RocketChat / Rocket.Chat

The communications platform that puts data protection first.
https://rocket.chat/
Other
39.96k stars 10.3k forks source link

Snap pre-refresh hook fails on backupdb due to default snap hook timeout and slow CPU #19885

Open milot-mirdita opened 3 years ago

milot-mirdita commented 3 years ago

Description:

I tried to upgrade a rocket chat server from 2.4.11 to 3.8.3. Snap would constantly fail with the following error:

- Run pre-refresh hook of "rocketchat-server" snap if present (run hook "pre-refresh":
-----
[*] Creating backup file...

<exceeded maximum runtime of 10m0s>

htop revealed that tar was called by backupdb which would eventually be killed as the CPU is quite slow and gzip took too long.

Digging in the snap source code revealed that it gets killed because the default snap timeout of 10 minutes is used: https://github.com/snapcore/snapd/blob/e96c9757cce0f552bf088ef9ed515f946bdb4849/overlord/hookstate/hookmgr.go#L461

var defaultHookTimeout = 10 * time.Minute

As a workaround I created my own modified version of backupdb that changed the tar invocation to tar -I "gzip -1" -czvf .... And mounted my version of the script into the snap:

sudo mount --bind -o nodev,ro /home/cloud/backupdb /snap/rocketchat-server/1427/bin/backupdb

Afterwards snap refresh worked without issues.

I only realized afterwards that I could have disabled the backup with snapctl and backup-on-refresh.

Steps to reproduce:

  1. have a large database to be backup-ed
  2. have a slow CPU
  3. snap refresh rocketchat-server
  4. wait for pre-refresh failure

Expected behavior:

Don't fail on pre-refresh hook

Actual behavior:

Time out after 10 minutes, refresh doesn't complete.

Server Setup Information:

TheDom42 commented 10 months ago

I experienced the same problem. Thank you for the workaround, but I would hope for an official solution.

pyrates999 commented 9 months ago

The code is still set to time out after 10 minutes when refreshing the snap. Here's how I worked around it.

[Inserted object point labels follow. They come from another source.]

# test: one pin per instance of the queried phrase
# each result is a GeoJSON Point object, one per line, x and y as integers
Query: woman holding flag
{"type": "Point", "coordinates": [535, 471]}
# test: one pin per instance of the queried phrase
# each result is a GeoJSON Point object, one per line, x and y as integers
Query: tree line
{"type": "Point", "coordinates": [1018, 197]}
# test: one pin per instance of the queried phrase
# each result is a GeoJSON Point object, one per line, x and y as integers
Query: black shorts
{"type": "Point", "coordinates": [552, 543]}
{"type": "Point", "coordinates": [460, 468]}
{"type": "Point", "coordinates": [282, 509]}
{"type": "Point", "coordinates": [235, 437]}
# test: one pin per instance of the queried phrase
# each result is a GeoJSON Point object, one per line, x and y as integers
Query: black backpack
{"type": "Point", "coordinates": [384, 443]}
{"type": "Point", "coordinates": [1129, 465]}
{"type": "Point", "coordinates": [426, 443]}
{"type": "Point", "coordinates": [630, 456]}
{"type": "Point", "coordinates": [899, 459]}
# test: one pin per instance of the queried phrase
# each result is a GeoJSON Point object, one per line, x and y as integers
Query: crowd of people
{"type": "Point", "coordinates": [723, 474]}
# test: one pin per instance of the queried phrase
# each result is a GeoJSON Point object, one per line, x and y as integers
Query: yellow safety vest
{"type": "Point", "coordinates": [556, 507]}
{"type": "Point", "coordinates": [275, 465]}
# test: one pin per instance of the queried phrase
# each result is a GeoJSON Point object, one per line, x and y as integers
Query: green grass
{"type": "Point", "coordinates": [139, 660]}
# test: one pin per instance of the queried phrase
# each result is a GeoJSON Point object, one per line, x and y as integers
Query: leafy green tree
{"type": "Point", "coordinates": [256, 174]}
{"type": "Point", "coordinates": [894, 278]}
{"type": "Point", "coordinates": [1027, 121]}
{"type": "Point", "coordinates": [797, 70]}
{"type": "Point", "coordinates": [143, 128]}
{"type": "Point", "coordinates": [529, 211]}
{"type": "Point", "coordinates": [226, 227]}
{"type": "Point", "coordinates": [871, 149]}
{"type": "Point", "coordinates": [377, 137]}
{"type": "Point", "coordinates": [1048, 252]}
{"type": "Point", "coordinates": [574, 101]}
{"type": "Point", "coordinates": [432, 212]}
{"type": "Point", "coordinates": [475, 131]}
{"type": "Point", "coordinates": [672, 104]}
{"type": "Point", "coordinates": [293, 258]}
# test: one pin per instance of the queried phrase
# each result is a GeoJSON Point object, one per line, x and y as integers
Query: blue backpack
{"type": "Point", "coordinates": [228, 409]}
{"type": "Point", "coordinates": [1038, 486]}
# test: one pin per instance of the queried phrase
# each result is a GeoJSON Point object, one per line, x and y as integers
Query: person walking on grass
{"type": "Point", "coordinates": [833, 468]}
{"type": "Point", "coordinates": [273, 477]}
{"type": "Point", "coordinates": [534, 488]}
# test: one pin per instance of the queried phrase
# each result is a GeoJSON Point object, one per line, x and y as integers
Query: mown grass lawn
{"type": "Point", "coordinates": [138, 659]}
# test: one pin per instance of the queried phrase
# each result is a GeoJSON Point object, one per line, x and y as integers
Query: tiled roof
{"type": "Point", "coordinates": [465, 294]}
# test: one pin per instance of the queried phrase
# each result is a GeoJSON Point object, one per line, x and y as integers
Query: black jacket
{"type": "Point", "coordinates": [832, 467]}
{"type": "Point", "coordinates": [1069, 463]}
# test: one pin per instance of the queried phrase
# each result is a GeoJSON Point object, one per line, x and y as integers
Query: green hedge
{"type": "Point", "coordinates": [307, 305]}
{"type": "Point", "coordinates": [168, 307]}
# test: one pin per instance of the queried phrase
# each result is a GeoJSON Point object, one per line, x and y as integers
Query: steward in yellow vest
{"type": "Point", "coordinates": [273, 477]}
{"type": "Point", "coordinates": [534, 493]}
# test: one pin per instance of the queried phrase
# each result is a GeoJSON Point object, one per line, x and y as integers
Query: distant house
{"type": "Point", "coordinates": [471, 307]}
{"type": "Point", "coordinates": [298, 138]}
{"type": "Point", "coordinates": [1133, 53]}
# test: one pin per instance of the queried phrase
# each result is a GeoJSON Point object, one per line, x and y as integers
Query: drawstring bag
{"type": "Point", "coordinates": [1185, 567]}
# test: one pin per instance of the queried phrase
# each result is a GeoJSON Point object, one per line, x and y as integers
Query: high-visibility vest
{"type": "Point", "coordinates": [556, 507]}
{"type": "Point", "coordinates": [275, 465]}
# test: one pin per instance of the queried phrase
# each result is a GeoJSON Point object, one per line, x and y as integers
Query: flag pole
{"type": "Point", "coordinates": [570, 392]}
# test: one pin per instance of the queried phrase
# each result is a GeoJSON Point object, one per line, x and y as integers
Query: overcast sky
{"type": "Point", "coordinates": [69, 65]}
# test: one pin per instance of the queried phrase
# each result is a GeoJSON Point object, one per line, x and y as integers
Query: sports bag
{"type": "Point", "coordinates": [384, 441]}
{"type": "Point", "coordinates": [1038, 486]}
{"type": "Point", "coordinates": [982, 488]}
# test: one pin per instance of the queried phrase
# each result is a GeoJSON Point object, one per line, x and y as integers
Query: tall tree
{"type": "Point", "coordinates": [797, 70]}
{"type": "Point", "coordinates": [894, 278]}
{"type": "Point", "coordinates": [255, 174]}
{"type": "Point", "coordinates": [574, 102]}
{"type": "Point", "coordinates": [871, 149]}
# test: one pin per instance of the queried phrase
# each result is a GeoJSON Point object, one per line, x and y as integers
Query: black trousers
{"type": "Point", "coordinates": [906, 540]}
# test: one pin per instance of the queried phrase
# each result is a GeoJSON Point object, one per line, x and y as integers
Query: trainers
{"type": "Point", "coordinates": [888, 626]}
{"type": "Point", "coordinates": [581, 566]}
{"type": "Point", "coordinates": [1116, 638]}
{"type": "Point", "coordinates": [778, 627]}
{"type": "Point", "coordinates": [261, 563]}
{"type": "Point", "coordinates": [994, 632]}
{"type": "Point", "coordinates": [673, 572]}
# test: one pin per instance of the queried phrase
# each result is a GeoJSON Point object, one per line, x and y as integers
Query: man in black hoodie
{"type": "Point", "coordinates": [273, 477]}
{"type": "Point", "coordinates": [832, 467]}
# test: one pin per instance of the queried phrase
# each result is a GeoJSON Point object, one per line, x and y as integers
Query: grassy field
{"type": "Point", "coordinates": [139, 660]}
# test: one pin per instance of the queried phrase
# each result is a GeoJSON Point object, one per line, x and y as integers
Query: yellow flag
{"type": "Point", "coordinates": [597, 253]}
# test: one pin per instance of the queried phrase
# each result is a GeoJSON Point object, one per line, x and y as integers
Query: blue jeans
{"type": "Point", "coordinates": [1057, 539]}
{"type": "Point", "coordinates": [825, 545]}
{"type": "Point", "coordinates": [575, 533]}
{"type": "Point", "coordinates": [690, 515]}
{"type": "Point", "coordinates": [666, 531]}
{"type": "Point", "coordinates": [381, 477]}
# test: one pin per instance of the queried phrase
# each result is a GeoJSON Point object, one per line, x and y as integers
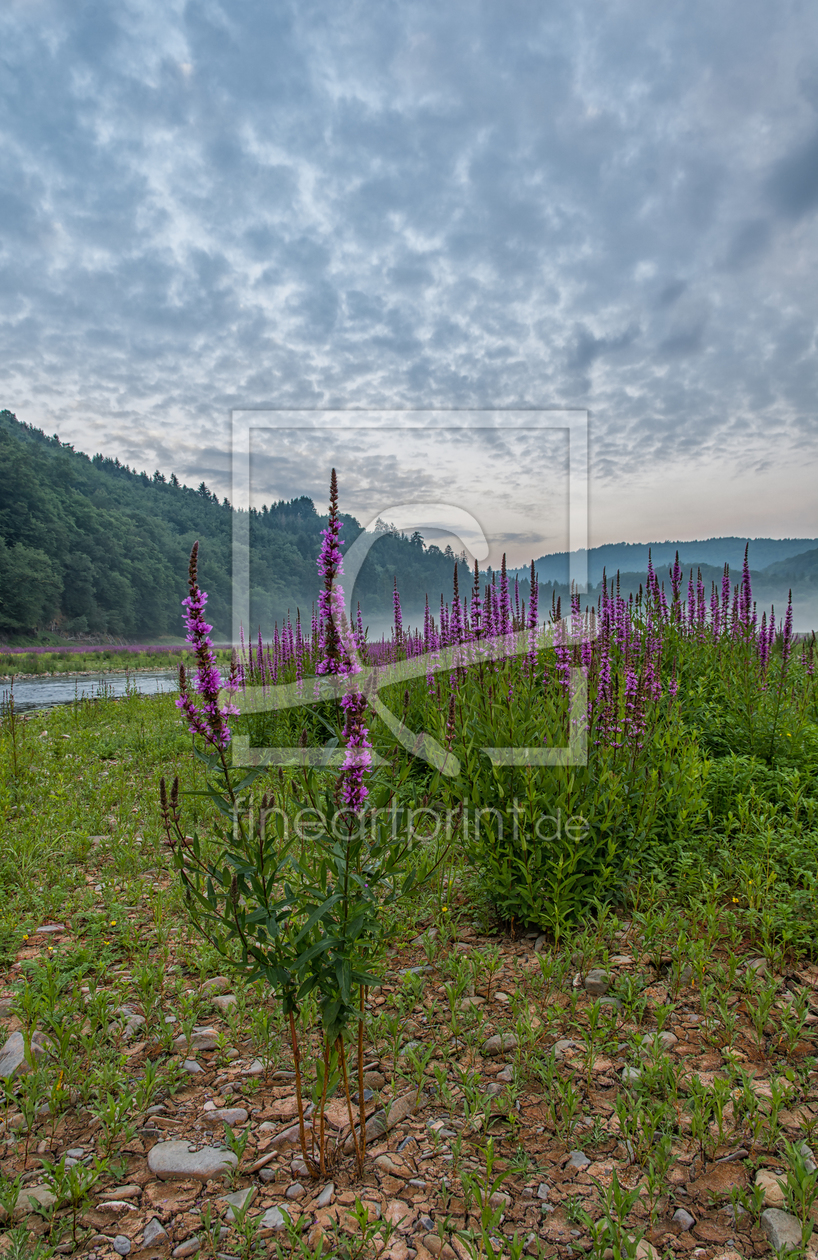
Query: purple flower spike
{"type": "Point", "coordinates": [209, 721]}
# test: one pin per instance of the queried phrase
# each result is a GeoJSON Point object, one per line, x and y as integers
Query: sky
{"type": "Point", "coordinates": [613, 208]}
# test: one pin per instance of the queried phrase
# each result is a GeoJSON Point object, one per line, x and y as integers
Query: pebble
{"type": "Point", "coordinates": [596, 983]}
{"type": "Point", "coordinates": [154, 1232]}
{"type": "Point", "coordinates": [216, 984]}
{"type": "Point", "coordinates": [13, 1055]}
{"type": "Point", "coordinates": [201, 1038]}
{"type": "Point", "coordinates": [499, 1043]}
{"type": "Point", "coordinates": [187, 1249]}
{"type": "Point", "coordinates": [272, 1219]}
{"type": "Point", "coordinates": [231, 1115]}
{"type": "Point", "coordinates": [175, 1161]}
{"type": "Point", "coordinates": [325, 1197]}
{"type": "Point", "coordinates": [782, 1230]}
{"type": "Point", "coordinates": [771, 1186]}
{"type": "Point", "coordinates": [238, 1198]}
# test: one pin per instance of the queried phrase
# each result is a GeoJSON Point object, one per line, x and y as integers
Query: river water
{"type": "Point", "coordinates": [32, 693]}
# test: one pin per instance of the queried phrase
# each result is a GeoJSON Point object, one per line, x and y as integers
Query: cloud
{"type": "Point", "coordinates": [208, 206]}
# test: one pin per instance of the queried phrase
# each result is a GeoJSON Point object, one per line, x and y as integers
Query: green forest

backup the database manually:

  1. Stop the rocketchat-server from running sudo service snap.rocketchat-server.rocketchat-server stop
  2. Check that the mongodb is till running sudo service snap.rocketchat-server.rocketchat-mongo status | grep Active
  3. Now you can backup the database time sudo snap run rocketchat-server.backupdb
  4. Make a note of the backup file created
  5. Start the rocketchat-server sudo service snap.rocketchat-server.rocketchat-server start

If you need to restore the database:

  1. Stop the rocketchat-server from running sudo service snap.rocketchat-server.rocketchat-server stop
  2. Check that the mongodb is till running sudo service snap.rocketchat-server.rocketchat-mongo status | grep Active
  3. Copy the backup you made, example sudo cp rocketchat_backup.tgz /var/snap/rocketchat-server/common/
  4. Now you can restore the database time sudo snap run rocketchat-server.restoredb /var/snap/rocketchat-server/common/rocketchat_backup.tgz
  5. Start the rocketchat-server sudo service snap.rocketchat-server.rocketchat-server start

Now before you refresh the snap of rocketchat-server:

  1. Get the current settings: snap get rocketchat-server
  2. Set the variable backup-on-refresh to disable sudo snap set rocketchat-server backup-on-refresh=disable
  3. Verify the backup-on-refresh is now set to disable snap get rocketchat-server
  4. You may now refresh or update your version of the snap of rocketchat-server such as sudo snap refresh --channel=6.x/stable rocketchat-server
  5. When done, set the variable backup-on-refresh back to enable sudo snap set rocketchat-server backup-on-refresh=enable
  6. Verify the backup-on-refresh is now set to enable snap get rocketchat-server

If the refresh to a newer version fails, you must refresh back to the version you had installed and then restore the database for that version. Don't restore the database when you're on a newer version.